The union is in dispute with the recently-privatised postal operator on the issues of “pay, pensions and the impact of privatisation on job security [and] terms and conditions”.

It announced the one-day walkout on 16 October, days after Royal Mail’s shares began open trading, although it has now agreed to stand down Monday’s strike to allow both parties to focus on reaching an agreement.

In return, Royal Mail has agreed to extend the legal validity of the CWU’s current industrial action ballot from 15 November to 20 November, leaving open the possibility for strike action to take place should a deal fail to materialise.
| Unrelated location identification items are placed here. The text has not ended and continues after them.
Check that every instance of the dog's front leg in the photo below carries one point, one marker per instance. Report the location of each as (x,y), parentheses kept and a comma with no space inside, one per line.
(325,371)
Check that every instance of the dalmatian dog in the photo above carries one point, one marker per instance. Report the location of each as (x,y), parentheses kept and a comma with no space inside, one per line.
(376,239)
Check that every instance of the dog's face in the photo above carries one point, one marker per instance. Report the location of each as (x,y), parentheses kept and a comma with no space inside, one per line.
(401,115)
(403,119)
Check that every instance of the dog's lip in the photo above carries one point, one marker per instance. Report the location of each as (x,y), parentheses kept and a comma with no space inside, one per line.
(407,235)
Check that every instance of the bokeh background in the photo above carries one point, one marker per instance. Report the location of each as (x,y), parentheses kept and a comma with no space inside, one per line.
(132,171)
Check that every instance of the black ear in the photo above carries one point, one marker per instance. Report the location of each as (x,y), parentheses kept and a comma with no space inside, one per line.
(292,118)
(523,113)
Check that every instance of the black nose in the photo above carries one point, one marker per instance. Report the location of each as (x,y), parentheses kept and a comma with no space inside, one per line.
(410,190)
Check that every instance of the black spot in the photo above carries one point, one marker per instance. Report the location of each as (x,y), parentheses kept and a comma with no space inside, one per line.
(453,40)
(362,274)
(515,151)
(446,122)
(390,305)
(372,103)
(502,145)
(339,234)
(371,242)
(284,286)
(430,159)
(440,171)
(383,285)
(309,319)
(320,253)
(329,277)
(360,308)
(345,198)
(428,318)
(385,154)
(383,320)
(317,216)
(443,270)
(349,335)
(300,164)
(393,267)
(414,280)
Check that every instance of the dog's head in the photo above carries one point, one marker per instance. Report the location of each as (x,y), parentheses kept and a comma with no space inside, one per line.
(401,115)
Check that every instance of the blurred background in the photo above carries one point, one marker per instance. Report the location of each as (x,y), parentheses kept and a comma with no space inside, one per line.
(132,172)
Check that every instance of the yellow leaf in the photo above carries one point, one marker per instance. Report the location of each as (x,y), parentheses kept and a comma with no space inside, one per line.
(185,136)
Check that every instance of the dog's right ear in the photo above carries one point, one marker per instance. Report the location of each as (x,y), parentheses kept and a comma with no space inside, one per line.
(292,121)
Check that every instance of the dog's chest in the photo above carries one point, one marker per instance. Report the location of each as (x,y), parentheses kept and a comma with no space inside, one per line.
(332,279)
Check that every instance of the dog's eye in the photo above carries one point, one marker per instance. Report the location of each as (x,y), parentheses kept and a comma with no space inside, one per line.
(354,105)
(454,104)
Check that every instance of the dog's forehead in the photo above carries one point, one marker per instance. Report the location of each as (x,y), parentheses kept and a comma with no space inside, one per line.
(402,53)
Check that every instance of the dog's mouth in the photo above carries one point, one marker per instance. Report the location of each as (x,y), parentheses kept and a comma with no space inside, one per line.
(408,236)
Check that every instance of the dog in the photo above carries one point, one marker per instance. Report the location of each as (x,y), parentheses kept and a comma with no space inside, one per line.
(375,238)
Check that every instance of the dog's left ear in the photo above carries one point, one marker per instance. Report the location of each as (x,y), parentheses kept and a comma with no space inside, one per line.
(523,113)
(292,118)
Royal Mail and the CWU issued a joint statement yesterday (30 October) in which they commited to “finalising an agreement in the next two weeks”. According to the statement, the agreement will include:

  1. Legal protections for employees that extend beyond the current three year offer
  2. An improved pay and reward offer
  3. A separate pensions agreement
  4. An agenda for growth underpinned by a culture of consensual change, timely decision making and industrial stability supported by alternative dispute resolution processes
  5. An agreed approach to aligning resourcing to workload with a resolution to any current workload and resourcing issues
  6. An overview of the future parcels and letters strategy
  7. A joint company/CWU charter shaping the on-going values and principles of the Royal Mail Group
  8. An on-going operational programme of work

The two parties said that an overall agreement would depend on all the elements outlined above being agreed.

No mention was made of the separate and ongoing issue of downstream access mail, which the CWU has threatened repeatedly to boycott.

However, A CWU spokeswoman said that a recently-announced ballot for industrial action over the issue of DSA mail would also be postponed while the union and Royal Mail attempted to reach an agreement on the problems of pay, pensions and job security.

Meanwhile, Royal Mail share price is currently around 550p, some 67% above its IPO price of 330p, on the back of “irrational exuberance” on the part of would-be investors.

While this means that Royal Mail employees who took part in the free share offer have landed a sizeable windfall, they will not be able to sell their shares for three years from the IPO.

In addition the implied dividend yield of 6.1% (based on the IPO price of 330p per share) has fallen to 3.6% based on the current, higher share price.